Slovenian researchers Mojca Mihelj Plesničar and Tina Lebar have each won a €1.5 million starting grant from the European Research Council (ERC) for projects dealing respectively with penal decision-making in the criminal justice system and the expansion of genome editing capabilities.

The two Slovenian projects were among 494 picked for financing out of 3,474 from around the world that applied to the ERC call, whose results were published by the European Commission on 5 September.

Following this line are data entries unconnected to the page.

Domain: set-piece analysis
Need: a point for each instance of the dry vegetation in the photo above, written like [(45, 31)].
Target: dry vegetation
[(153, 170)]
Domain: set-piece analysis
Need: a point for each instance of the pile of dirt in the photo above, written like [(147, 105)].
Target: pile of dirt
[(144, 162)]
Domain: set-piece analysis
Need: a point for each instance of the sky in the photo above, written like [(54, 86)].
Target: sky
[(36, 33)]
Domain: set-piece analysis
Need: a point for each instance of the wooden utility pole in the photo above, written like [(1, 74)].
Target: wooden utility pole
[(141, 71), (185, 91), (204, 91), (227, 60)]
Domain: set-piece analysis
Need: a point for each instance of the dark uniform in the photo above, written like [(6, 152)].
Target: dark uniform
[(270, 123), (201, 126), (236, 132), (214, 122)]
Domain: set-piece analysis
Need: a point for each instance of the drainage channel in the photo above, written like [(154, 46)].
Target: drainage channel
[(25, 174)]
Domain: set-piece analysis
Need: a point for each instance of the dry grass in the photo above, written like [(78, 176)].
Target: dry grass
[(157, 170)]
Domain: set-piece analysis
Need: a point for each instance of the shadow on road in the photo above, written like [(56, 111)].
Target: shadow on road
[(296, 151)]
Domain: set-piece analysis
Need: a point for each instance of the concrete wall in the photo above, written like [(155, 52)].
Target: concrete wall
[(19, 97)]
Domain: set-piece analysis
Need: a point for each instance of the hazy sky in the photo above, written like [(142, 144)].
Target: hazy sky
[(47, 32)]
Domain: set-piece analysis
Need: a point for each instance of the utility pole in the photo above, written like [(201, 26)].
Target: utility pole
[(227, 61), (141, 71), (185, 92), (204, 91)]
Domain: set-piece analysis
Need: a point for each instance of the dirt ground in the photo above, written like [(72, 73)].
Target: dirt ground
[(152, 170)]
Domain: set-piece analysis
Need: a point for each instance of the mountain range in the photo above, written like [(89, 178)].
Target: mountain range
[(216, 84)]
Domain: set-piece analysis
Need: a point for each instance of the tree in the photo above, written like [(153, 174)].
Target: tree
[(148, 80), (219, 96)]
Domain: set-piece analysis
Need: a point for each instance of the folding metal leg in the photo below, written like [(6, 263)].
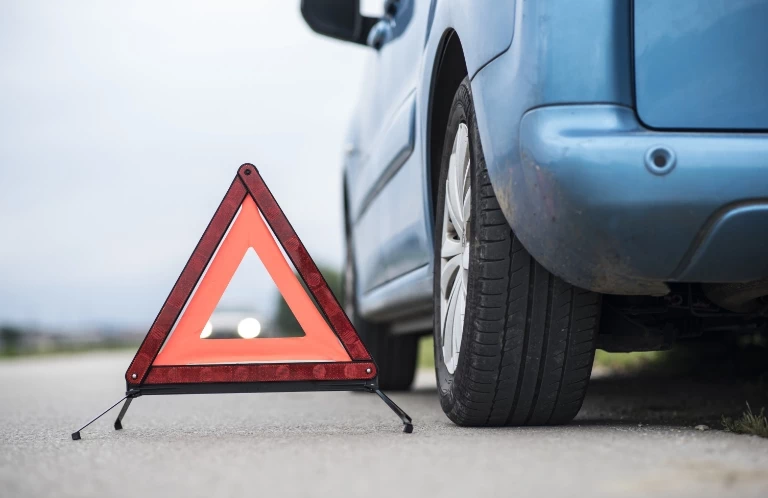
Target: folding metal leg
[(407, 422), (119, 420), (76, 434)]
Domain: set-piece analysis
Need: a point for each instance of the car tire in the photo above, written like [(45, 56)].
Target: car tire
[(395, 355), (528, 338)]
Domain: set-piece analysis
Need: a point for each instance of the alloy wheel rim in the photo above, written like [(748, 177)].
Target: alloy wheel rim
[(454, 249)]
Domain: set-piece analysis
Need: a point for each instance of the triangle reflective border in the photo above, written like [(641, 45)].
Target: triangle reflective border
[(172, 365)]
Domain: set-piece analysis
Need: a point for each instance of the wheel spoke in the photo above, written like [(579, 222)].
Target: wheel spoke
[(454, 200), (454, 250), (451, 247), (448, 274), (449, 326)]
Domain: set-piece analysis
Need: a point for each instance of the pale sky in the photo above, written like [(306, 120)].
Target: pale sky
[(122, 125)]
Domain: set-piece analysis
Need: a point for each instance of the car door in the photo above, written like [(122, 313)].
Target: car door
[(384, 176)]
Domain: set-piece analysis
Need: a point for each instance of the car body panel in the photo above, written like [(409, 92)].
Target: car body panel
[(553, 88), (702, 65), (609, 219)]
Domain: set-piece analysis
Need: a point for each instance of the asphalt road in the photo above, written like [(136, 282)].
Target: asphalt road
[(632, 438)]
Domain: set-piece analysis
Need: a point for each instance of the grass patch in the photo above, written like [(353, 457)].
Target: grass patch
[(749, 423), (625, 362), (622, 362)]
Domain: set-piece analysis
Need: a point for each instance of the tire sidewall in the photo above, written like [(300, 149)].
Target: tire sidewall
[(462, 111)]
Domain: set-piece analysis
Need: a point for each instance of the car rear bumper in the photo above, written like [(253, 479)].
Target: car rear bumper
[(602, 215)]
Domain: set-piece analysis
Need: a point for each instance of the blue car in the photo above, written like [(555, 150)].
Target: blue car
[(531, 180)]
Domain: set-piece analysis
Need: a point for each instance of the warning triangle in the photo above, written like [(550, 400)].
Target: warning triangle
[(174, 352)]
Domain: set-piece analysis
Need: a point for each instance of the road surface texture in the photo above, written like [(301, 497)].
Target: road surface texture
[(634, 437)]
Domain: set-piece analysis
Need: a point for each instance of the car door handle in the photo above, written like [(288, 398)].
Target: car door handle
[(380, 33)]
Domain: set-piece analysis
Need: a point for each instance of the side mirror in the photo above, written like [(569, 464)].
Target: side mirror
[(340, 19)]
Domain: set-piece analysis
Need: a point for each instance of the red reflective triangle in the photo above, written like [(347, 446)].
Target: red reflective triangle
[(329, 350)]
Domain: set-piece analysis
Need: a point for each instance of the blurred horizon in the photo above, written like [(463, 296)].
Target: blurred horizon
[(122, 129)]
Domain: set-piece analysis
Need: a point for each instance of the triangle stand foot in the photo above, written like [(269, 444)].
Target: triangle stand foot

Mihelj Plesničar will lead the Sentrix project at the Institute of Criminology at the Faculty of Law in Ljubljana, and Lebar the EditYR project at the National Institute of Chemistry.

Mihelj Plesničar's five-year project - Sentencing Architecture: Building a Decision-Making Matrix - will seek to transform the understanding of sentencing decision-making by placing it in the context of choice architecture.

"Put simply, this context suggests that the environment in which we make decisions significantly influences the final decision. I want to apply this to the penal system. From the research bench, we will not only look at the sentencing ranges in the penal code and how judges choose between them, but also other aspects such as public pressure, media influence, habits, and cultures that form in courts," the researcher told the Slovenian Press Agency.

Titled Expanding the Genome Editing Toolbox by Rational Reprogramming of Tyrosine Recombinase DNA Specificities, the project led by Leban will meanwhile focus on engineering new molecular tools for targeting safe genomic sites using high-throughput experimental methods.

Existing genome editing technologies allow for changes to only short pieces of genetic code, while some defective genes can be very large. The project aims to use enzymes that naturally move long sequences but are currently difficult to modify for efficient targeting of precisely selected genomic sites. The research aims to increase the efficiency, safety, and sustainability of therapies for treating genetic diseases, the National Institute of Chemistry explained.

Speaking to the press, Leban stressed that despite the remarkable advances in modern medicine over the past few decades, our ability to effectively treat genetic diseases remains limited.

"Current advanced therapies are based on delivering healthy copies of defective genes into the patient's cells, but these are eventually lost or randomly inserted into the genetic material, which can cause additional health complications," she explained, arguing that a safe solution lies in molecular tools that can target precisely determined, carefully selected, safe locations in the genetic code.